II. EL REENCUENTRO EN LA HABANA
Ambos eran exiliados del régimen franquista, que había robado la democracia a España durante la cruenta Guerra Civil (1936-1939). Juntos habían luchado en las trincheras intelectuales que apoyaron a los republicanos desde las filas de la Federación Universitaria Española (FUE), así como desde la Liga de Educación Social (LES). En alguna asamblea de estos grupos debieron conocerse, y sugiere Rogelio Blanco (2007, p. 43) que ya comenzaba una «relación que va más allá de lo intelectual». Pittaluga llegó a La Habana procedente de la Francia ocupada por los nazis en 1937; Zambrano, exiliada desde 1939, llegó de México en 1940. Cuando se reunieron en Cuba, España era un país al que ninguno de los dos podía regresar. Para él, suponía la perdida de la patria adoptiva, pues había nacido en Florencia, Italia, en 1877; Zambrano, se quedaba sin su tierra. Como sabemos, nació en Vélez Málaga en 1904, 27 años después que Pittaluga.

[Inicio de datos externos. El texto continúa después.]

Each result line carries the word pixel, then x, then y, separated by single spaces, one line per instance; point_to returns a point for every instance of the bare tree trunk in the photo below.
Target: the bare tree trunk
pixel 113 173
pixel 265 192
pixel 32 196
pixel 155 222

Quizás esa diferencia de edad contribuya a explicar que él dijera en una carta que la quería «como a una hija» (Pittaluga, 2007, p. 47), mientras que ella lo veía como «gran amigo y compañero» (Zambrano, en Andreu, 2002, p. 71). Para el momento en que vuelven a verse, existe otra diferencia que podía influir en la posición paternal que parecía haber asumido Pittaluga: él tenía tras de sí una carrera definida por varios libros y había realizado trabajos investigativos que avalaban aportes científicos reconocidos en varios países; Zambrano, por su parte, tuvo que abandonar España sin terminar su tesis doctoral sobre Spinoza, aunque con el prestigio de haber pertenecido a la famosa Escuela de Madrid y de haber sido discípula de Ortega y Gasset. También había publicado artículos relevantes en la Revista de Occidente y tres libros, uno en España y dos en México.
En 1941 Pittaluga y Zambrano trabajan juntos en las comisiones del importante encuentro de intelectuales Plática de La Habana, donde se examinó en profundidad el tema «América ante la crisis mundial» –obviamente refiriéndose a la Segunda Guerra Mundial, entonces en curso–. El documento final de la asamblea, «Declaración de La Habana», es un testimonio indispensable para entender esta sombría época, sus debates políticos y la esperanza en juego de la democracia. Participaron pensadores de América como Alfonso Reyes y Germán Arciniegas, junto a importantes intelectuales cubanos como Fernando Ortiz, Jorge Mañach y, entre otros, Juan Marinello, con quien Zambrano tuvo un acalorado y revelador debate que muestra como ella ha ido cambiando su ideología política. María Zambrano ha dejado atrás el antifascismo beligerante de los años treinta para dar espacio a un nuevo discurso sobre la importancia de la ética individual dentro de la política, llegando incluso a invocar el ejemplo de Cristo y a aludir a su «pasión y padecimiento» (Comisión Cubana de Cooperación Intelectual, 1943, pp. 106-107 y 226-227). Todo ello en abierto enfrentamiento con las tesis del intelectual comprometido de Marinello, que años atrás, en 1937, ella mismo celebró en el número X de la revista Hora de España (pp. 72-74). Resumiendo, Zambrano adelanta en este ágape la tesis de su libro de 1958 Persona y democracia: la primera exigencia del régimen democrático es el cultivo de la persona. Su relevancia dentro del importante cónclave de ideas se nota más cuando constatamos que participan solo dos mujeres, Zambrano y la periodista norteamericana Freda Kirchwey, que tuvo una intervención mínima. Por su parte, el doctor Pittaluga, pese a que su nombre está en la lista, no parece haber realizado ninguna intervención sustancial o, al menos, no se recoge en las memorias, que tuvo la gentileza de obsequiarme ese gran estudioso del exilio español en Cuba que es Jorge Domingo Cuadriello.